Sarah McLachlan among laureates of Governor General’s Performing Arts Awards
Posted April 9, 2015 11:33 am.
Last Updated April 9, 2015 6:30 pm.
This article is more than 5 years old.
TORONTO – Canadian chanteuse Sarah McLachlan was immersed in the arts as a child.
She says her school in Halifax had great music and arts programs. And her parents, noticing her creative and artistic abilities at an early age, enrolled her in private lessons.
Music and arts education helps to define a culture, says McLachlan, who hopes to make that point in her acceptance speech for her Governor General’s Performing Arts Award that was announced Thursday.
“(It’s) really important to keep fighting to have it in the schools and as a relevant thing in society,” McLachlan said in a telephone interview, noting she wants to stress “how important it is for kids to be able to learn and think creatively and how that forms the brain.”
“I think music and art are such great avenues for exploration, for discovering our place in the world and our connection with our own emotional centre and with other emotional worlds.”
McLachlan is one of five recipients of this year’s Governor General’s Performing Arts Awards for lifetime artistic achievement.

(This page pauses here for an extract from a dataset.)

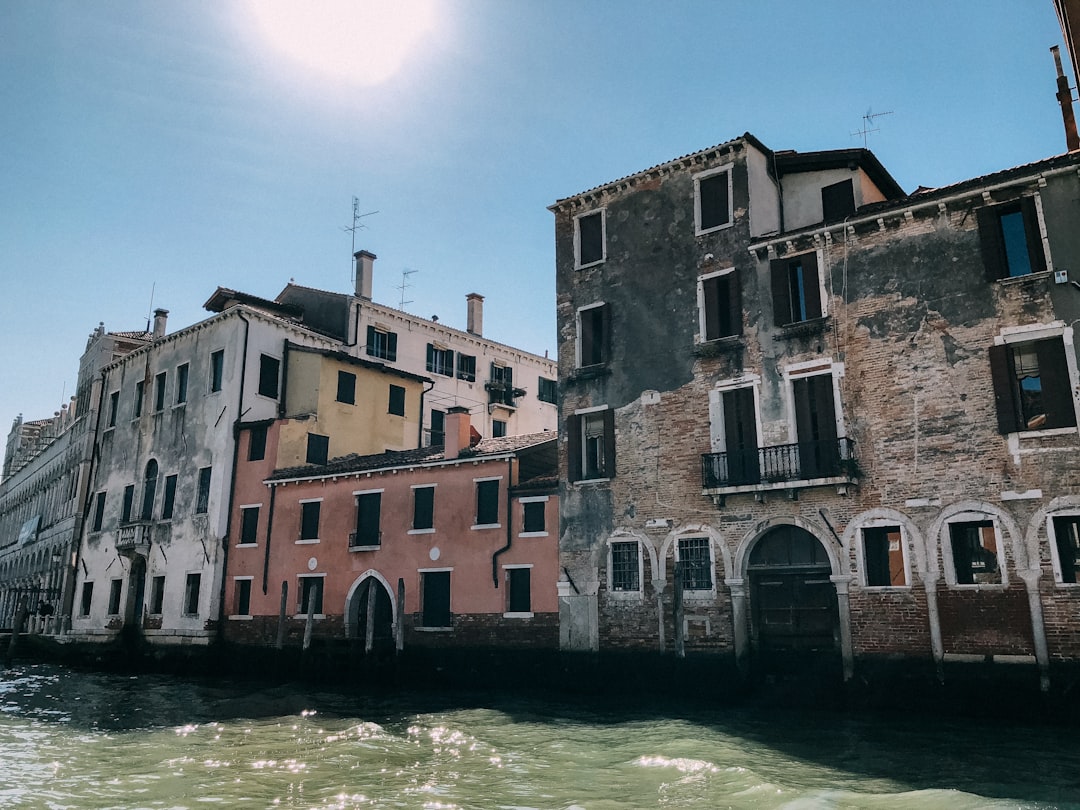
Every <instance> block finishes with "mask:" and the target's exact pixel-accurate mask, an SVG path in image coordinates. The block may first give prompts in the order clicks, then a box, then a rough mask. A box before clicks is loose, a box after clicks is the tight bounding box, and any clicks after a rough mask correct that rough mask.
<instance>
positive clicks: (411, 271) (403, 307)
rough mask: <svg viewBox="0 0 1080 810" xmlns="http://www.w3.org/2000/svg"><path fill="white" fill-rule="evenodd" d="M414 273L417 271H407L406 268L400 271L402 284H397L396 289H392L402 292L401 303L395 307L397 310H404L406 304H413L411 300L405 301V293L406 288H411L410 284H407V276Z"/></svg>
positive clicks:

The others are composer Walter Boudreau, filmmaker Atom Egoyan, actress Diana Leblanc and actor R.H. Thomson.
Filmmaker Jean-Marc Vallee is getting the National Arts Centre Award, and philanthropist Michael M. Koerner is the recipient of the Ramon John Hnatyshyn Award for Volunteerism.
Vancouver-based McLachlan doesn’t just know from her own personal experience how valuable music education can be.
She’s witnessed the influence of such education through her two daughters (ages 13 and 7) and her 13-year-old Sarah McLachlan School of Music, which offers a free after-school program for hundreds of at-risk and under-served youth in Vancouver.
“I think that music is such a beautiful bridge for people to hear and understand each other,” she said. “And it’s so imperative, even more so in this day and age when computers and technology are so prevalent in our society.”
McLachlan said she was feeling “amazing, thrilled, humbled, a little bit surprised” in advance of accepting her award.
“It’s a bit like when I got the Order of Canada. I feel like, ‘But I’m not done yet. Aren’t I supposed to get this when I’m 70?'” she added with a laugh.
At 47, McLachlan has already released eight studio albums (the latest being “Shine On”) and has won three Grammy Awards and nine Junos.
She said one of the things she’s most proud of is founding the Lilith Fair women’s music festival.
“When we did Lilith, it catapulted me and many other artists into a whole different spotlight. It was a case of strength in numbers. All of us together brought in so many more people.”
The festival also fulfilled her desire to be part of something bigger than herself and showed her “the power of people coming together and being part of something important,” she added.
“It wasn’t planned, which was part of what was so beautiful about it,” said McLachlan. “It wasn’t a preconceived: ‘We’re going to set out and we’re going to change the world and we’re going to create this big thing.’ It was like, ‘I think it would be really fun to play with a bunch of other women musicians. Why not?’
“Then when people dared to say, ‘Well, because you can’t,’ well, that certainly just adds fuel to the fire for me. It’s like, ‘You’re telling me I can’t do this? Why in the world not? You say people aren’t going to come because two women are playing on the same bill? It’s ridiculous.’
“And we certainly proved them wrong.”
The Governor General’s Performing Arts Awards were founded in 1992 and are given to Canadians whose accomplishments are deemed to have inspired and enriched the country.
A gala honouring this year’s recipients will be held at the National Arts Centre on May 30.